Yes, We Played in the Street




Donis here, trying to avoid sunstroke. It's been warmish in my town lately. In fact it's horrible. In the afternoons the a/c never cuts off. It's very hard to describe what it's like to step out the door into 118º heat. The hottest we've reached this month here in Tempe, Arizona, was 119º last Tuesday. We're finally below 110º today (108º on Wednesday, June 28). At this point, below 110º is sweet relief.

Every day we denizens of the Phoenix metro area receive multiple warnings about staying outside too long. Drink lots of water, even if you’re not thirsty. Wear sunscreen even if you’re just going outside to pick up the newspaper. NEVER leave a kid or dog in the car for even a minute. Watch your children around water. Excellent advice. It’s nice to know that the city is looking out for us.

And are they ever! The city of Tempe does not want us to harm ourselves or others. The city recently made it illegal to smoke in the car when there is a child on board. It is also illegal to drive in town without wearing a seat belt. I applaud the sentiment. However, when I read about the smoking ordinance, I immediately remembered the road trip my family made from Tulsa, Oklahoma, to Miami, Florida, to visit my aunt in 1962. My parents smoked in the car, you’d better believe it. They smoked everywhere. We made the trip to Miami enveloped in a miasma of second-hand carcinogens.

My two-year-old sister spent most of the trip lying on the shelf between the back seat and the rear window, watching the scenery go by. My parents thought that was dandy, since it kept her quiet and amused. The rest of the time she rode on my mother’s lap or played around on the floor of the back seat. There were six of us in car*: My parents, three kids, and my grandmother. Nobody wore a seat belt. There were no seat belts in cars at the time, unless you were an Indy driver. And forget about child restraint seats.
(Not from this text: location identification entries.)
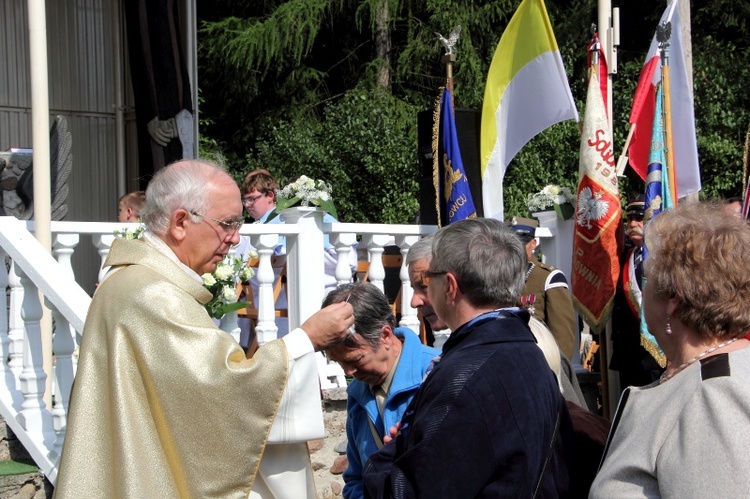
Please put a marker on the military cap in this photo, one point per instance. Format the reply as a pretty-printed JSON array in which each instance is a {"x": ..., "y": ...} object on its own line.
[
  {"x": 636, "y": 207},
  {"x": 525, "y": 228}
]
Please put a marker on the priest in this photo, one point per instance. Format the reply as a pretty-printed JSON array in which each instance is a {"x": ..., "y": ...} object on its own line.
[{"x": 166, "y": 404}]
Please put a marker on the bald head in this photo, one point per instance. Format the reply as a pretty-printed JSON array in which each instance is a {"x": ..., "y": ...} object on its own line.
[{"x": 183, "y": 184}]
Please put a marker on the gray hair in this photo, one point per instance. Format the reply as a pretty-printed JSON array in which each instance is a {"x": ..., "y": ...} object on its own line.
[
  {"x": 371, "y": 311},
  {"x": 486, "y": 257},
  {"x": 421, "y": 249},
  {"x": 180, "y": 185}
]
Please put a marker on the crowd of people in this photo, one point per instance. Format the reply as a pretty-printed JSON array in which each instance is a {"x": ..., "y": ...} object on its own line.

Of course the car was built of industrial-strength steel and probably could have survived being stepped on by Godzilla. There is a scene in the movie “The Aviator” in which Howard Hughes’s sedan is broadsided by another car driven by his teenage paramour, Faith Domergue. Then she backs up and rams him again, several times. His car isn't even scratched. Up until the 1970s cars were tougher, even if they did only get 7 miles to a gallon of gas and leave a yellow haze in the air wherever they went.

I don’t want to sound like one of those old farts who reminisces about how much better it was when kids walked ten miles in the snow to school. It’s just that childhood was much different once-upon-a-time. It would have been better if I had been wearing a helmet and pads when I crashed my bike into our mailbox at ninety miles an hour and ended up with my skin half scraped off and bruises all over my body. I do wonder if it would not be better for children to have a bit more unsupervised freedom to roam, to have the opportunity to figure out life-problems on their own. The recent brouhaha about the parents in New York who were threatened with arrest because they let their kids go to the park alone strikes me as overkill.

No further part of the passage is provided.